A word-embedding model typically learns vector representations from a large, general-purpose corpus like Google News. But to make the resulting vectors useful in a specialized domain, such as veterinary medicine, they must be fine-tuned on a smaller, domain-specific dataset. Researchers from Facebook AI offer a more accurate method.
What’s new: Rather than fine-tuning, Piotr Bojanowski and colleagues developed a model that aligns word vectors learned from general and specialized corpora.
Key insight: The authors drew inspiration from the way multilingual word vectors are learned. They treated general-purpose and domain-specific corpora as separate languages and used a word-embedding model to learn independent vectors from each. Then they aligned the vectors from one corpus with those from another.

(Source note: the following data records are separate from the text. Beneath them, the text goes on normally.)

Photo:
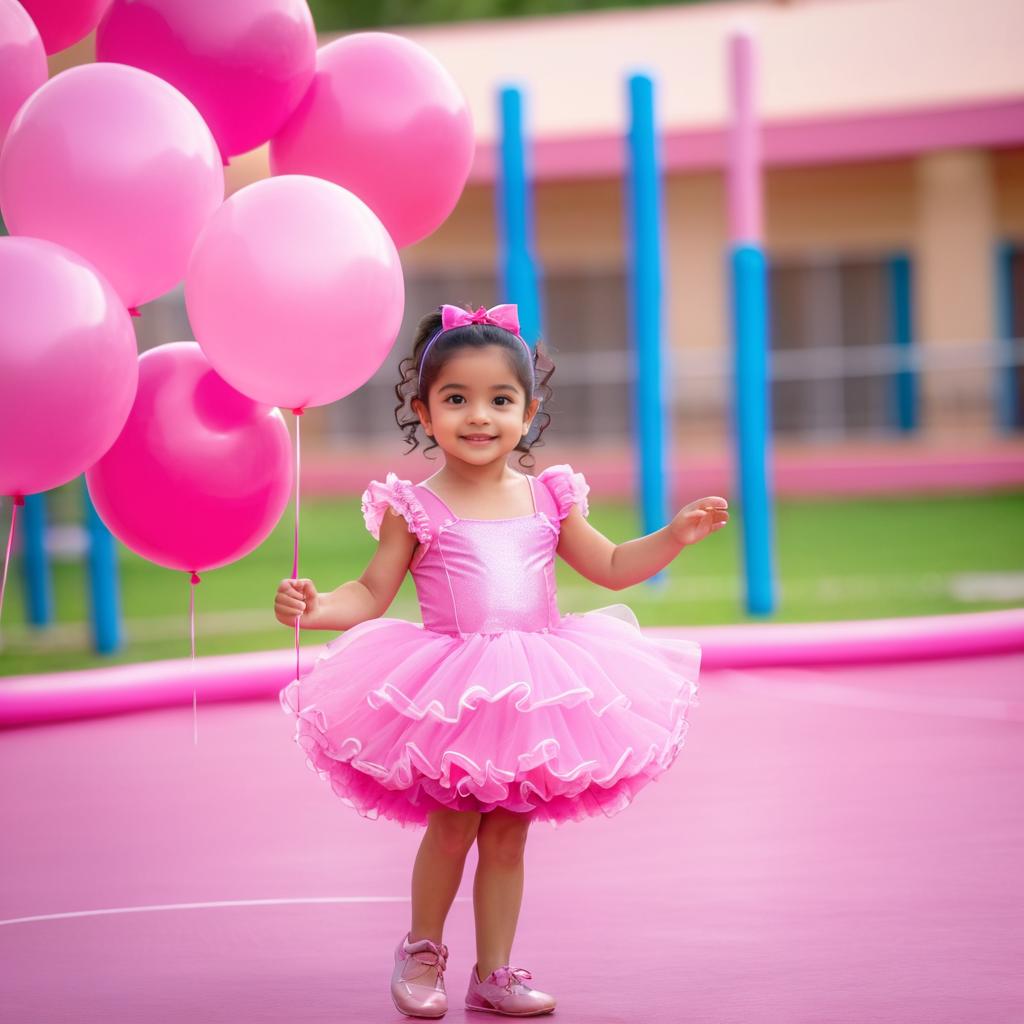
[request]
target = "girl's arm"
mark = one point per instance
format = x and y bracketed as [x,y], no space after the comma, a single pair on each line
[617,566]
[372,594]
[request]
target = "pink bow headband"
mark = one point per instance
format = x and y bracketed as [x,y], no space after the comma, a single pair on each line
[505,316]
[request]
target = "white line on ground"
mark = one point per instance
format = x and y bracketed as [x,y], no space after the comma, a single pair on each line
[216,903]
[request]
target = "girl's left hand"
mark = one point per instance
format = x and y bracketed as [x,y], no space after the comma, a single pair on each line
[699,518]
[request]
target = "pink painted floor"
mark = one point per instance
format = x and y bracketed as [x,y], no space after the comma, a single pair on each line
[834,845]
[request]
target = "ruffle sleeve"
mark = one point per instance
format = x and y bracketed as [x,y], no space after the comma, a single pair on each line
[567,487]
[398,495]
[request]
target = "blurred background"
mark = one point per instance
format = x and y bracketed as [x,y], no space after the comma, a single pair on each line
[893,138]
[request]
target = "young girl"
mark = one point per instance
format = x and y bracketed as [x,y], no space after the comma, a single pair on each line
[498,711]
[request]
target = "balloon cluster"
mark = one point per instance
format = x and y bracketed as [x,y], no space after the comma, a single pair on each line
[112,185]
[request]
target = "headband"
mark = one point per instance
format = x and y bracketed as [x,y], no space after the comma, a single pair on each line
[505,316]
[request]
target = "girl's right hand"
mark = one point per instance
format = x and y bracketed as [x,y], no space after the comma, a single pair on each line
[296,598]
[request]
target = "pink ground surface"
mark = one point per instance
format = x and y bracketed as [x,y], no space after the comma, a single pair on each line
[835,844]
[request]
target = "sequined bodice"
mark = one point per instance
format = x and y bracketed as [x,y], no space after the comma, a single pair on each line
[488,576]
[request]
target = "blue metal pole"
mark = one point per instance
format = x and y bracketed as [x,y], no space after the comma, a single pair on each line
[103,586]
[651,411]
[753,418]
[1008,414]
[904,384]
[515,218]
[35,562]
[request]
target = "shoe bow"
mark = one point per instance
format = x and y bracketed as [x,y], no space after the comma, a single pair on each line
[509,977]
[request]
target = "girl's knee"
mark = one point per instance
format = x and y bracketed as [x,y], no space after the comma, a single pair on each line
[502,837]
[455,830]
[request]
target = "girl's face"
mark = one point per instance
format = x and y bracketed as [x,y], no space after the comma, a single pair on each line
[478,410]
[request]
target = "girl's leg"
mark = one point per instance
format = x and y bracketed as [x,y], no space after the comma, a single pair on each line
[501,843]
[437,872]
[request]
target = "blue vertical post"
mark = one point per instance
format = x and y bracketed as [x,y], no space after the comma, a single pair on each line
[103,588]
[515,217]
[35,562]
[752,420]
[651,386]
[904,383]
[1008,414]
[752,397]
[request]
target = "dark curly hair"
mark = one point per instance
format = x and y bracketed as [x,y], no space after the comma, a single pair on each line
[471,336]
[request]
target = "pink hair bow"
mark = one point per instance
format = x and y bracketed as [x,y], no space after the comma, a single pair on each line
[506,316]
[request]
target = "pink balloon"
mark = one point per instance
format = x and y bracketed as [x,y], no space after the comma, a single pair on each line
[23,60]
[295,292]
[62,23]
[245,64]
[200,474]
[68,366]
[384,119]
[117,165]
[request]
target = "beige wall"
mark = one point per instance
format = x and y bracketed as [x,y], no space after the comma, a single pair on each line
[947,209]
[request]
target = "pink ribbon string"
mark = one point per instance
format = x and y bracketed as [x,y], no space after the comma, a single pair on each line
[192,637]
[295,547]
[17,500]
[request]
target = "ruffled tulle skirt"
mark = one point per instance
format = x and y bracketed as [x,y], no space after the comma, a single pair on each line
[561,724]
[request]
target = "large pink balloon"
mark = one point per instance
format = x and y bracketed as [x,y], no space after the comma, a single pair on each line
[200,474]
[295,291]
[117,165]
[384,119]
[23,60]
[68,366]
[61,23]
[245,64]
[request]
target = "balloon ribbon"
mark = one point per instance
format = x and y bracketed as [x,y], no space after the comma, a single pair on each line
[17,500]
[295,549]
[192,636]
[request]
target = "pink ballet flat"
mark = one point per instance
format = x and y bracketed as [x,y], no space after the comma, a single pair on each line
[505,991]
[419,999]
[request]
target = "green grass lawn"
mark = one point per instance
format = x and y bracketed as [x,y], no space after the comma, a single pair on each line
[835,559]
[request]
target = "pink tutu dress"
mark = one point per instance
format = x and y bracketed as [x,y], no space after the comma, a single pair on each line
[497,699]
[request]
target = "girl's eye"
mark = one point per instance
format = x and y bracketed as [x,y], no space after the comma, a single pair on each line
[502,398]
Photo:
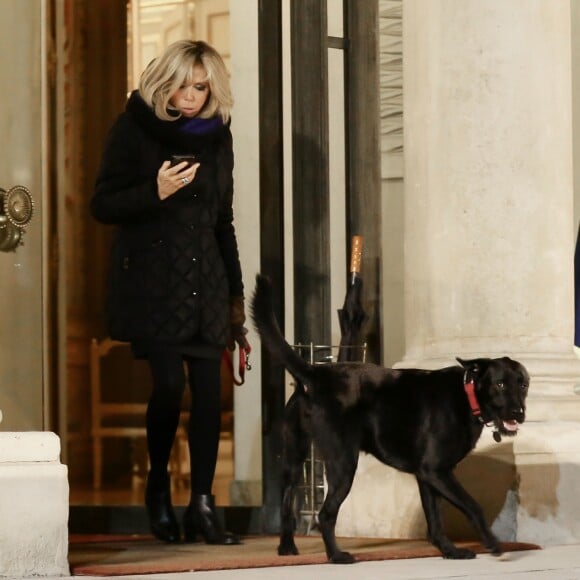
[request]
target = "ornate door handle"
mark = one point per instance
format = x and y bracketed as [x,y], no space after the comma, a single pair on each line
[16,209]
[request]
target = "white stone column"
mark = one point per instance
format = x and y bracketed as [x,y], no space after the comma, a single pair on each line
[489,233]
[489,245]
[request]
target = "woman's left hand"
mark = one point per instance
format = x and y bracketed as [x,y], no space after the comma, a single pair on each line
[172,178]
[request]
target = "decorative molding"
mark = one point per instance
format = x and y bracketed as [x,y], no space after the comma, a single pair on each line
[391,87]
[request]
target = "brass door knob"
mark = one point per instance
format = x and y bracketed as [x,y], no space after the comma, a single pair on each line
[16,209]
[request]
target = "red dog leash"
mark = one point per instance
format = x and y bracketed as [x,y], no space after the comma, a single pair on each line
[243,363]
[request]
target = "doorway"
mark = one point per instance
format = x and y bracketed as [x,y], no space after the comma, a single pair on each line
[107,45]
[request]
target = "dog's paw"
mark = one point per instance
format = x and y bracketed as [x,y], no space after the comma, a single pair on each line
[287,549]
[459,554]
[342,558]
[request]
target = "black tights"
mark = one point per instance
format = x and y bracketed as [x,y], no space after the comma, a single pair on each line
[163,410]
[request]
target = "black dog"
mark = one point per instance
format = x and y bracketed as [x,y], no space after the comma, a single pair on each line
[418,421]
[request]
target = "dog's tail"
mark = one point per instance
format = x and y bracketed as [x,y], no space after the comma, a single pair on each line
[265,322]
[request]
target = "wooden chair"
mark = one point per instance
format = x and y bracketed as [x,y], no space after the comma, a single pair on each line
[119,417]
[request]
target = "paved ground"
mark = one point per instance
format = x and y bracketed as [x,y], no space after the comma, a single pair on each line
[558,562]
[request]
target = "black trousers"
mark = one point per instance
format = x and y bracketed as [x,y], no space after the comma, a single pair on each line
[169,380]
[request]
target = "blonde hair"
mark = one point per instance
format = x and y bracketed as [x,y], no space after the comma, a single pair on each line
[174,68]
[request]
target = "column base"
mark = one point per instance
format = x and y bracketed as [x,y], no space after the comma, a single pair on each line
[34,506]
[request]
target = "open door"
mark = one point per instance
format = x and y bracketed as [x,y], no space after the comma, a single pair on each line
[24,250]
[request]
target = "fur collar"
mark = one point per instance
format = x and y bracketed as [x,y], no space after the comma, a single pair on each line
[170,132]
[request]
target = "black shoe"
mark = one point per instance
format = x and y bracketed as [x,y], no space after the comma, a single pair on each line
[164,525]
[200,517]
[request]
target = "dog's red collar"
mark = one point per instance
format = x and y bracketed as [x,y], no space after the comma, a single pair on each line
[469,387]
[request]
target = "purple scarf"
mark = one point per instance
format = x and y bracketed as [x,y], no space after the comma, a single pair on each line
[197,126]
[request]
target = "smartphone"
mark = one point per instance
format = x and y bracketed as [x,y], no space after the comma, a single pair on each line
[177,159]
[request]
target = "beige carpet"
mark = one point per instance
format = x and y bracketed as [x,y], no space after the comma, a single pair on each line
[116,556]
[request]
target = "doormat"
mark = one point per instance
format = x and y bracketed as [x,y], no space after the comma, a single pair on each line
[131,555]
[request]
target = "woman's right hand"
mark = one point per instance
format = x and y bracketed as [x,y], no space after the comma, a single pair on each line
[171,179]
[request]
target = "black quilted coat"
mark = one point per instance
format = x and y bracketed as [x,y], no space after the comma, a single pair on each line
[174,263]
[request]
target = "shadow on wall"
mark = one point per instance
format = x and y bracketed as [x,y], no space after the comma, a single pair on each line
[502,490]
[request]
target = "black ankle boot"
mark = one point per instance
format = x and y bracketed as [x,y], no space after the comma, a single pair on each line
[200,517]
[164,525]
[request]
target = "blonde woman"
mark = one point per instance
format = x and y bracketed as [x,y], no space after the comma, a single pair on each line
[176,291]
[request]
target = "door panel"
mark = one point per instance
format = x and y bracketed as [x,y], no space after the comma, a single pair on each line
[22,122]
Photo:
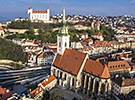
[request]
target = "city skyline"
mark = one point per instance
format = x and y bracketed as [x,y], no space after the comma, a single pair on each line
[13,9]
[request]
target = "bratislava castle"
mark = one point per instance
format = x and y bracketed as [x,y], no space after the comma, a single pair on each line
[39,15]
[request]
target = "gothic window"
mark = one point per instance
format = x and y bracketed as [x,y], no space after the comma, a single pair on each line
[59,44]
[60,74]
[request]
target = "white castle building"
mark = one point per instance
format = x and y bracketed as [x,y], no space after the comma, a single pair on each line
[39,15]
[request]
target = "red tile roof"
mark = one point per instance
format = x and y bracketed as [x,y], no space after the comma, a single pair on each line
[1,28]
[117,65]
[96,68]
[5,94]
[71,61]
[39,11]
[128,82]
[39,89]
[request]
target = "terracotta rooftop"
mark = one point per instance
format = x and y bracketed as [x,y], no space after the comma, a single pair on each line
[41,55]
[71,61]
[39,88]
[39,11]
[96,68]
[128,82]
[116,65]
[98,34]
[5,94]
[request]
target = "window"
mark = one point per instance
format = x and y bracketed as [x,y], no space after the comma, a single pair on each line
[60,74]
[65,76]
[59,44]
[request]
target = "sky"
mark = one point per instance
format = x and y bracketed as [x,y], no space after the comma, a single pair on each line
[11,9]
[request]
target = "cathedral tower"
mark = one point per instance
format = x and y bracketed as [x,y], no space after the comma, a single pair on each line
[63,36]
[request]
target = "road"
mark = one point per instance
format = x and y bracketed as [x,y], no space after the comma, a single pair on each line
[27,76]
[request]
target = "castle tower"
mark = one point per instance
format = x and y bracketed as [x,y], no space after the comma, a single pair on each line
[63,37]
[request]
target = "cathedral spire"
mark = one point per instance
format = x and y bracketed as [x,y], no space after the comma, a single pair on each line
[64,17]
[63,30]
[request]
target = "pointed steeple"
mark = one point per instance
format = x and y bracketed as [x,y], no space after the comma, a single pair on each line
[63,38]
[64,17]
[63,30]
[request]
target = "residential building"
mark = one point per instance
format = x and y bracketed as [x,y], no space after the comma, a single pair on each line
[98,36]
[122,86]
[74,70]
[5,94]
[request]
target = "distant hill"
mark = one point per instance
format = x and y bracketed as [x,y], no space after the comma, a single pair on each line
[9,50]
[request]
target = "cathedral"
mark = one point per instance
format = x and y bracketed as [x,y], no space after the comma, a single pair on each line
[74,69]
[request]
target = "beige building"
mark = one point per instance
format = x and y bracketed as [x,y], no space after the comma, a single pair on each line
[123,86]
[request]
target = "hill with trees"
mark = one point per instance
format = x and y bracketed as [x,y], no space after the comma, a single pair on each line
[9,50]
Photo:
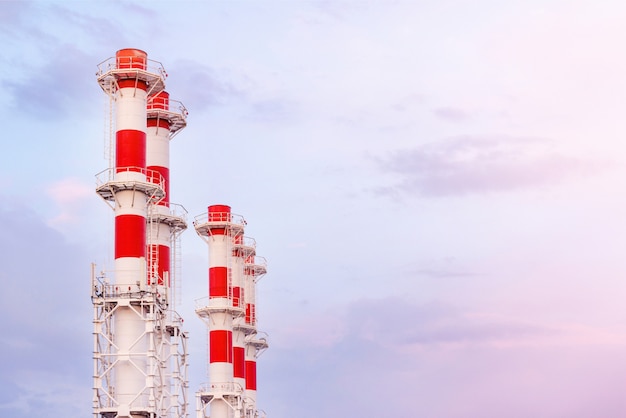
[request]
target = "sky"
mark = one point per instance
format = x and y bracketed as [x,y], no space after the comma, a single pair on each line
[437,187]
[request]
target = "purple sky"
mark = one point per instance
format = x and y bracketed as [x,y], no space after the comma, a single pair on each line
[437,187]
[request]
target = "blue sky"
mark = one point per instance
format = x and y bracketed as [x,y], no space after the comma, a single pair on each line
[437,187]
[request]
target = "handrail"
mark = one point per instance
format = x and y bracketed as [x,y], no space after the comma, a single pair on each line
[152,176]
[221,386]
[146,66]
[220,218]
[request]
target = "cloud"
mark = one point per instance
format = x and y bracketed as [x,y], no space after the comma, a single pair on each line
[474,165]
[202,86]
[47,311]
[451,114]
[435,359]
[51,90]
[71,196]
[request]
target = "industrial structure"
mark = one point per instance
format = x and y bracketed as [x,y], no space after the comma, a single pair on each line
[139,346]
[229,312]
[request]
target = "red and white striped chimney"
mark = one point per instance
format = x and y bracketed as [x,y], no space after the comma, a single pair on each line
[130,226]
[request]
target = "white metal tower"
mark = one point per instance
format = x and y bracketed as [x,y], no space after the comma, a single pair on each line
[139,353]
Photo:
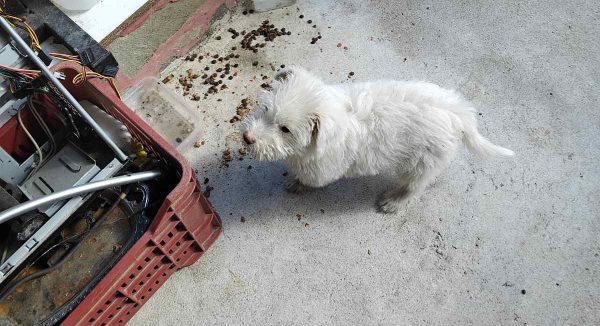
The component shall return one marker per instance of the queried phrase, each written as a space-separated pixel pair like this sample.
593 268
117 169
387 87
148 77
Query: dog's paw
295 187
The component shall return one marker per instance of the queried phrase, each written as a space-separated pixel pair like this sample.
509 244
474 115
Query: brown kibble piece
168 78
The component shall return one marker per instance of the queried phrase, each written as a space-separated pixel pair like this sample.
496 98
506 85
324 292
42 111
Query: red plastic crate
182 230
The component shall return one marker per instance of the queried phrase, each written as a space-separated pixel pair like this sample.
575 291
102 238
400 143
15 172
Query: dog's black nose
248 138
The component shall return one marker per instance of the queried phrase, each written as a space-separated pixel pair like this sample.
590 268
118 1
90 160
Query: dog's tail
478 144
482 147
474 141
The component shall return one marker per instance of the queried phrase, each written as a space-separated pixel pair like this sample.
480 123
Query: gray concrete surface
490 243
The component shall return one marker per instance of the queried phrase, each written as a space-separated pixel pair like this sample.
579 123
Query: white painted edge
105 16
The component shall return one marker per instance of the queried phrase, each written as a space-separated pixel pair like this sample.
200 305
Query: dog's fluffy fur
327 132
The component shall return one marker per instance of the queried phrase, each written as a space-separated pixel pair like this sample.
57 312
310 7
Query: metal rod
48 74
76 191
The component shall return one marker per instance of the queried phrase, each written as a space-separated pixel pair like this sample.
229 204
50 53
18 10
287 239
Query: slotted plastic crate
185 226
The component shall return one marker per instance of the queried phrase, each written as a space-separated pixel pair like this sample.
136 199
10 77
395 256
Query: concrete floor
491 242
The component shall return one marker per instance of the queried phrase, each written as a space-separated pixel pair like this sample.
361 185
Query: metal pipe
48 74
76 191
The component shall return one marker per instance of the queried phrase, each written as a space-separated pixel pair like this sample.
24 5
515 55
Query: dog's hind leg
410 186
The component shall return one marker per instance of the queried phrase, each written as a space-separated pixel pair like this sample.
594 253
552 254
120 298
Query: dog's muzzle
248 138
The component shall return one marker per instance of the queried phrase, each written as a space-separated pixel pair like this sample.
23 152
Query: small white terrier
328 132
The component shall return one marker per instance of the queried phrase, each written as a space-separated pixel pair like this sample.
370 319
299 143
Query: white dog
327 132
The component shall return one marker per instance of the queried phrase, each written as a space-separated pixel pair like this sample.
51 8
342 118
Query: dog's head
288 119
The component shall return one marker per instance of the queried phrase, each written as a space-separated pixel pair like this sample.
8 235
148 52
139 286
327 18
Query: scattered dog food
168 78
267 30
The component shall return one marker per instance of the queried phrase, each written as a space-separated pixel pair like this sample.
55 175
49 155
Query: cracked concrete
491 242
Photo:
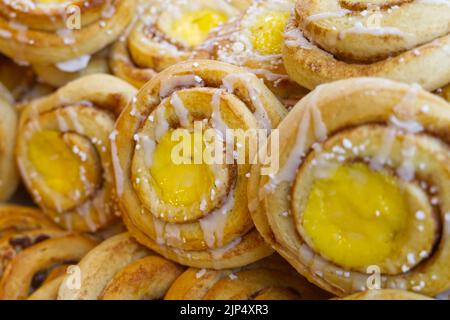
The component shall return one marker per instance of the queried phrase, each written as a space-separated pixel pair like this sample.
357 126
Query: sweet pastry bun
121 269
9 178
407 41
25 270
166 32
361 196
194 214
58 75
254 41
269 279
51 32
63 151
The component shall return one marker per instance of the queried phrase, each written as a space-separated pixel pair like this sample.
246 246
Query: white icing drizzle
311 112
148 146
294 38
407 170
74 65
172 231
180 110
159 227
116 163
213 225
260 111
410 126
384 152
62 124
377 31
326 15
162 126
176 82
68 222
434 2
216 116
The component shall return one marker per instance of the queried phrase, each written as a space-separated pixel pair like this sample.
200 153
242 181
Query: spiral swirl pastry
9 177
121 269
387 294
25 270
361 197
192 213
254 40
58 75
20 227
166 32
269 279
406 41
64 153
51 32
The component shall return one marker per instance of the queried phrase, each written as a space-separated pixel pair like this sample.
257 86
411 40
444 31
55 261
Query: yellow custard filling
54 160
179 184
193 27
354 216
267 32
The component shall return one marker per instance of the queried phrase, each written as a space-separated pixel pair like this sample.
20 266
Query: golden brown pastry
9 177
269 279
121 269
255 41
166 32
194 214
26 270
387 294
17 79
361 199
52 32
446 93
21 227
407 41
63 151
60 74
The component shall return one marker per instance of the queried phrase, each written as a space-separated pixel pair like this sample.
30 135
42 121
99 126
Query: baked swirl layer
387 294
121 269
51 32
17 79
407 41
9 178
164 33
192 213
269 279
254 40
361 198
33 251
25 269
63 151
58 75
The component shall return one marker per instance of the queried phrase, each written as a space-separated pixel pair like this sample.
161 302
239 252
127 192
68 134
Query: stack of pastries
353 95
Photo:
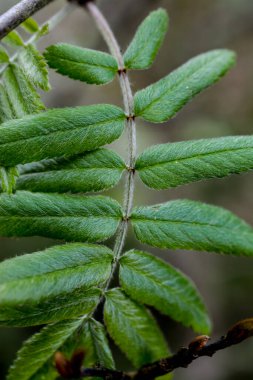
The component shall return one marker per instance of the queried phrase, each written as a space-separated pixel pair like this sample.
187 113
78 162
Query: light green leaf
4 57
34 67
13 39
95 171
133 329
30 25
59 132
40 348
71 218
147 41
163 99
170 165
21 94
153 282
90 66
188 224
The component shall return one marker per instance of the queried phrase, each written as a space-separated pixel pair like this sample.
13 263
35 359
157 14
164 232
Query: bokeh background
225 282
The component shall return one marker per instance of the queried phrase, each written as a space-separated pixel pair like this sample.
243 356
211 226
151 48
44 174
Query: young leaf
13 39
30 25
22 96
34 67
147 41
163 99
95 171
133 329
59 132
188 224
71 218
41 348
153 282
90 66
170 165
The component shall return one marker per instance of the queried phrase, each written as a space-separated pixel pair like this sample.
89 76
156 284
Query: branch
19 13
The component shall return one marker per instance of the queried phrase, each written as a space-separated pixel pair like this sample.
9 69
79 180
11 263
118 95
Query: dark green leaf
21 94
153 282
59 132
72 218
163 99
147 41
34 67
187 224
41 347
95 171
87 65
133 329
171 165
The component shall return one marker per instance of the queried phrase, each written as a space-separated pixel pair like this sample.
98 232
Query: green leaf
13 39
30 25
21 94
133 329
188 224
4 58
59 132
147 41
48 286
40 348
163 99
87 65
153 282
95 171
71 218
170 165
34 67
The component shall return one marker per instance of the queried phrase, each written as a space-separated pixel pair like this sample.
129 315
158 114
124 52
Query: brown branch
19 13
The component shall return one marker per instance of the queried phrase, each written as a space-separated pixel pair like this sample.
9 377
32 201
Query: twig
19 13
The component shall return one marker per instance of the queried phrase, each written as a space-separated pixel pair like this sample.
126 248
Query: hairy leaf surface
133 329
71 218
170 165
94 171
162 100
188 224
90 66
147 41
59 132
153 282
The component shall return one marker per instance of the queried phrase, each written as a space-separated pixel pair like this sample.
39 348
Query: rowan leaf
34 67
170 165
162 100
94 171
133 329
147 41
59 132
184 224
71 218
86 65
153 282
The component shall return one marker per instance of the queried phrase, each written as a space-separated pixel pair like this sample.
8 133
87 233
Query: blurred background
226 283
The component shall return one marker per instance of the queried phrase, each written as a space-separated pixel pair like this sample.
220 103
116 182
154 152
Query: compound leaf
147 41
153 282
133 329
87 65
94 171
71 218
59 132
41 348
170 165
34 67
184 224
163 99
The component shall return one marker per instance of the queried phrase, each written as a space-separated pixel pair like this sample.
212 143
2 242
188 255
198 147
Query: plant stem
114 48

How it works: To align word vectors from two corpora, common words are used to find a consistent way to represent all words. For example, if one corpus is {human,cat} and the other is {cat,dog}, the model applies a transformation that unifies the dog word vectors while retaining the relative positions of the word vectors between cats, dogs, and humans.
- A word-embedding model learns independent word vectors from both corpora.
- For words that appear in both corpora, the alignment model learns a linear mapping from general-purpose vectors to domain-specific vectors. The mapping solves a linear equation that minimizes the distance between the general-purpose vectors and the domain-specific vectors.
- The authors use a loss function called RCSLS for training. RCSLS balances two objectives: General-purpose vectors that are close together remain close together, while general-purpose vectors that are far apart remain far apart.
- Common words in the two corpora now have duplicate vectors. Averaging them produces a single vector representation.
Results: The authors tested this approach to learning word vectors on tasks that include predicting analogies and text classification in a dataset where the test set has a slightly different word usage than the training set. Models that use word vectors learned via alignment outperformed those that use word vectors fine-tuned in the usual way. The new method’s advantage was more pronounced when the domain-specific dataset was relatively small.
Why it matters: Machine learning engineers need tools that enable existing word representations to capture specialized knowledge. The alignment technique could be a boon in any situation where general-purpose word vectors don’t capture the meanings at play.
We’re thinking: Open-source, pretrained word embeddings have been a boon to NLP systems. It would be great to have freely available word embeddings that captured knowledge from diverse fields like biology, law, and architecture.